On the other end of the spectrum, the author gathered up a list of the most selective schools which he defined as undergraduate institutions where the average incoming SAT score was at least 1400. This list of 45 schools included the Ivy League and schools like UC Berkeley, the University of Michigan, and the University of Virginia. Less than 3% of undergraduate students come from this list of schools, however, 33% of the U.S. Senate, 22% of Congress, 21% of Fortune 500 executives, 57% of MLB general managers, and 52% of New York Times staff writers come from these 45 schools. The takeaway, the school you attend matters.

Your Personal Goals

In the end, all that counts is achieving your goals and dreams. If being a senator or a Fortune 500 executive is not on your bucket list, then the $300,000 plus Ivy League price tag and stress and heartache of the academic rigor is probably not worth it. This decision can only be made in context of where you want to go and what you want to do. Talk about a lot of pressure for a 17-year-old and their family. It bears repeating that personal finance decisions (of which this is a very large one) are more personal than they are finance. You must ignore the crowds and the noise and make the best decision for you and your family. So, with the overwhelming amount of information how do you do that?

The Inside Scoop

Much of the frustration with higher education is the learning curve. Prospective students and their parents have a lot to digest with selecting a major, applications, FAFSA, student loan varieties, and cost analysis. If all those variables were not enough to juggle, the “merit aid” is only awarded after the student is accepted meaning the applicant’s family does not even know the true cost of attendance until after the arduous work of applying is completed. This is even more difficult for first generation college applicants given that the public high school average student to guidance counselor ratio is 430:1.

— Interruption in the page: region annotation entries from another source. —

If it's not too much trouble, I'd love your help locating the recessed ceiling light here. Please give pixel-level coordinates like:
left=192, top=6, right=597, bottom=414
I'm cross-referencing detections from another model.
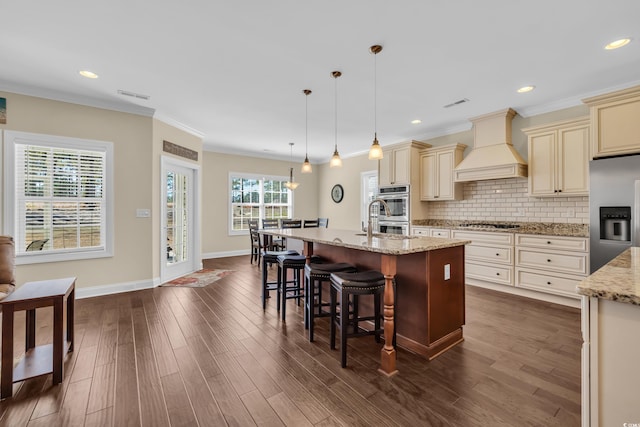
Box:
left=604, top=39, right=631, bottom=50
left=80, top=70, right=98, bottom=79
left=518, top=85, right=536, bottom=93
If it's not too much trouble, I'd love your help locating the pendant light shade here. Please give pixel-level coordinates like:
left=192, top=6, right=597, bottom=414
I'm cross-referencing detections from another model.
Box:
left=300, top=89, right=313, bottom=173
left=284, top=142, right=300, bottom=190
left=369, top=44, right=383, bottom=160
left=329, top=71, right=342, bottom=168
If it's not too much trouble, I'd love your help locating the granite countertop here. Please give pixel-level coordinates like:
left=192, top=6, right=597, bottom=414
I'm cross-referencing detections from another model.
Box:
left=411, top=219, right=589, bottom=237
left=259, top=228, right=471, bottom=255
left=577, top=247, right=640, bottom=305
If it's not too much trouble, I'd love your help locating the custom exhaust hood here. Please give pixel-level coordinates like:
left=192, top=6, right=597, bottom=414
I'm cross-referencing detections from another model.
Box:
left=453, top=108, right=527, bottom=182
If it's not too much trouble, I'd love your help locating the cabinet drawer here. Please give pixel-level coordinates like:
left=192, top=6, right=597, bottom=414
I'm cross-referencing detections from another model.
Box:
left=516, top=268, right=584, bottom=298
left=465, top=244, right=513, bottom=264
left=516, top=248, right=588, bottom=275
left=411, top=227, right=431, bottom=236
left=516, top=234, right=589, bottom=252
left=464, top=262, right=513, bottom=286
left=451, top=230, right=514, bottom=246
left=431, top=228, right=451, bottom=239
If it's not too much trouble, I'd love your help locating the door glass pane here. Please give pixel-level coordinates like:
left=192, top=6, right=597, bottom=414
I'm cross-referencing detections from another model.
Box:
left=166, top=171, right=189, bottom=264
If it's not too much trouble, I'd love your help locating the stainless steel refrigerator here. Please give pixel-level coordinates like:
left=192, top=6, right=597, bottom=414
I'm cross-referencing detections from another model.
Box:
left=589, top=155, right=640, bottom=273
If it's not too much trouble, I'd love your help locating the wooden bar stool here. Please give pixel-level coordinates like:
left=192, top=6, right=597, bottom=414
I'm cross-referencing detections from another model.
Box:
left=329, top=270, right=395, bottom=368
left=278, top=255, right=307, bottom=320
left=262, top=249, right=299, bottom=310
left=304, top=262, right=356, bottom=341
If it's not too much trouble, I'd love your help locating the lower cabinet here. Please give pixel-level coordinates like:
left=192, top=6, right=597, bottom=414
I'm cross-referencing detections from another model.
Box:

Ron recommends starting the college shopping process by first reading the president or chancellor’s page to get a sense of the school. Second, check out the university’s strategic plan. Ron also references TuitionFit, Edmit, MeritMore, the U.S. Department of Education’s College Scoreboard, and calls the school’s common data set (CDS) “required reading”. Each schools CDS can be found by googling the school and “common data set”. Once you have done your homework, it might make sense to seek the help of a personal college guidance counselor or a qualified financial planner to help think through applications and funding. I will echo Ron, if you are seeking out a financial professional you want to look for a fee-only financial planner with a CFP® designation.

My favorite quote from the book is from David Coleman who runs the College Board which administers the SAT. I think this quote applies to a lot of areas in life but especially in the context of higher education. David said, “You must push the rules of the system. One of the most misleading things we say in education is that a good school will ‘give you an excellent education.’ A great education is never given – it is taken.”